Skip forward to the end: in a theoretical section made of a material with perfect plasticity (no hardening, infinite strain capacity) at the plastic moment, there is a plastic hinge. Once you've reached the fully plastic moment, any increment of moment will result in infinite rotation of that hinge.

Obviously real beams made of real material don't exhibit infinite rotation in a hinge.

In most real sections formed of real plastic material (like steel) there are other mechanisms at play, and often you can't actually get the whole section plastic. With respect to classification of sections, the most significant other effect is local buckling. Some part of the section reaches a limiting compressive force and buckles, so limiting the compressive force that element can carry, thus limiting the moment the section can carry. So you get a sort of hinge type behaviour in the section (no greater moment can be carried) without plasticity across every part of the section.

Furthermore, you can get a behaviour where the full plastic moment is generated, but as rotation occurs then an element buckles (rather than squashes). As the hinge rotates, the moment the section carries drops dramatically (just like a classic strut buckling - once it has buckled the axial load drops compared to the load that caused it to buckle). In this case you don't get a long flat plateau on your moment/rotation curve, you get a buckling type behaviour and the moment plummets past the peak.

Thus, you get the classes of section described, illustrated in your reference at figure 4.

A slender section doesn't even get to first yield - you get a local buckling (typically of the flanges) before the section even gets to yield. When the flanges buckle they can't take any more compressive force, so you get a hinge-ish behaviour, there's a localised rotation.

A semi-compact section can carry enough moment that some part of it has started to yield before the flanges buckle, but then they do buckle before you get to the whole cross-section at yield stress.

Compact and plastic sections both achieve the full plastic moment, and differ in the post-yield behaviour. If you had a square or circular solid cross section with nothing to buckle you can generate the plastic hinge and then just keep bending it, getting vey high concentrated rotations (i.e. hinge-like) without any reduction in the moment carried. However, quite a few sections that can generate the full plastic moment can't actually sustain that moment with significant rotation - when they start rotating the outstands actually buckle. Then the moment carried drops dramatically. So you can achieve the plastic moment, but you don't achieve an actual plastic hinge.

Note that the current UK (and Europe) codes - EC3 (aka EN1993) has classes 1 to 4. Class 1 can form a plastic hinge, class 2 can generate the plastic moment but not a hinge - local buckling prevents the hinge, class 3 gets to yield moment but cannot get to plastic moment, and class 4 doesn't even get to yield stress at any point in the section before some part of it buckles - i.e. the same classification, just different labels.

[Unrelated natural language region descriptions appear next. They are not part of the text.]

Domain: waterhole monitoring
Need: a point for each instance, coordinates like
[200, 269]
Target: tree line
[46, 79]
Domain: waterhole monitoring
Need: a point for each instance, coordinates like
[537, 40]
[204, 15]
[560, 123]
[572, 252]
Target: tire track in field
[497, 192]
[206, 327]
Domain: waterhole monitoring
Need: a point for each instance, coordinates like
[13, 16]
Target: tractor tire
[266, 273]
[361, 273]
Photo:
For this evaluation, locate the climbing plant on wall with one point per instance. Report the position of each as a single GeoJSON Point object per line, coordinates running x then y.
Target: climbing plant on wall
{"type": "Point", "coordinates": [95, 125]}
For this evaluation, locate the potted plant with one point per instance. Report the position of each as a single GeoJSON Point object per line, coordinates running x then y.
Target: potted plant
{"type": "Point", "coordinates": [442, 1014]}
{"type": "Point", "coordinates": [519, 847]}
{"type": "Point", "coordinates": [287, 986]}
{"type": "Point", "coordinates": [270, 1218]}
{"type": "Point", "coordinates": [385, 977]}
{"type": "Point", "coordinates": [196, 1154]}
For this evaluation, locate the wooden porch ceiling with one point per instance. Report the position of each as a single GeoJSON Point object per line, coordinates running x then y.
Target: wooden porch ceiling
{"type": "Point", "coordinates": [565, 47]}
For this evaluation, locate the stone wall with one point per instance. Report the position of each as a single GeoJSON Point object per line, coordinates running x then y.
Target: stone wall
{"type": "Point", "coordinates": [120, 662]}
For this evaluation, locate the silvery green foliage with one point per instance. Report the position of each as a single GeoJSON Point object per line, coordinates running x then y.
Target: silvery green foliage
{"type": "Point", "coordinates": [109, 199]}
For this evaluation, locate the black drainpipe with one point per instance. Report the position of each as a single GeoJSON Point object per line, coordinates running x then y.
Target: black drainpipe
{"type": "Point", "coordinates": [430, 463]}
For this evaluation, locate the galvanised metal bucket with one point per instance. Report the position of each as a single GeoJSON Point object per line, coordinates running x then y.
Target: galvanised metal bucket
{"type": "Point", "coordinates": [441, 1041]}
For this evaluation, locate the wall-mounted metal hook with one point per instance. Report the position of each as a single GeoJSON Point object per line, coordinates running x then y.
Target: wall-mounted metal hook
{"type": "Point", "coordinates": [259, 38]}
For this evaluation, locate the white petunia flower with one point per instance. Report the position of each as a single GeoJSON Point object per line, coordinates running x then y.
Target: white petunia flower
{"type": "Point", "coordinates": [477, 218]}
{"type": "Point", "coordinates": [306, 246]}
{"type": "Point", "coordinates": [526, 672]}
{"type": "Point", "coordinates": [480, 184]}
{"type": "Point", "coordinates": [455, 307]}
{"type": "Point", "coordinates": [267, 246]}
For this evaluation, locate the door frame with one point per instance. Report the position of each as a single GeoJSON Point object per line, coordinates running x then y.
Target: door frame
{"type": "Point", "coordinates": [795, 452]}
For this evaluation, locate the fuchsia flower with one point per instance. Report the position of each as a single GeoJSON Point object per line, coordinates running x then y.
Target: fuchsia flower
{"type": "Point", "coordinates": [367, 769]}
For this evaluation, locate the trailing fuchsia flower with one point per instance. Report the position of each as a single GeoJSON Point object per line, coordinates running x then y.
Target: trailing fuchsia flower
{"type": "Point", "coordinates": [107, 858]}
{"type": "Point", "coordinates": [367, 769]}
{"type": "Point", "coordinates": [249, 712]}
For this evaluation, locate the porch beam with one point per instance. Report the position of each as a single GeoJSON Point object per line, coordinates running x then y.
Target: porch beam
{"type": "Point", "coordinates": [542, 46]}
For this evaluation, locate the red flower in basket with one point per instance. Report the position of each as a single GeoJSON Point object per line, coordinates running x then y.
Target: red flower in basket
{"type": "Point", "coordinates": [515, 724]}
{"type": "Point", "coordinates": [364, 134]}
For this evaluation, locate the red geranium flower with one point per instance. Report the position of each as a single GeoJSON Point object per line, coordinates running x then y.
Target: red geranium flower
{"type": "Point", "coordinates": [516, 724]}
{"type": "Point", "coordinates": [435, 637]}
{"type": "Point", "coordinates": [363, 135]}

Possibly (arguably) figure 4 could be thought of as rotation per unit length (i.e. some function of curvature), but these behaviours occur over a finite length of beam (a buckle, for example, needs some length). To be rigorous, the graph is probably the rotation (i.e. change in angle) of an elemental but finite length of beam with a constant moment along the whole length of that element, thus giving rise to a finite rotation across the element. It's not curvature, because that breaks down at a plastic hinge.

Mathematically, the graph (and discussion) is probably conflating (and muddling) delta-theta/delta-position with d-theta/d-position (something that engineers are somewhat prone to do, causing mathematicians to shake their heads and tut).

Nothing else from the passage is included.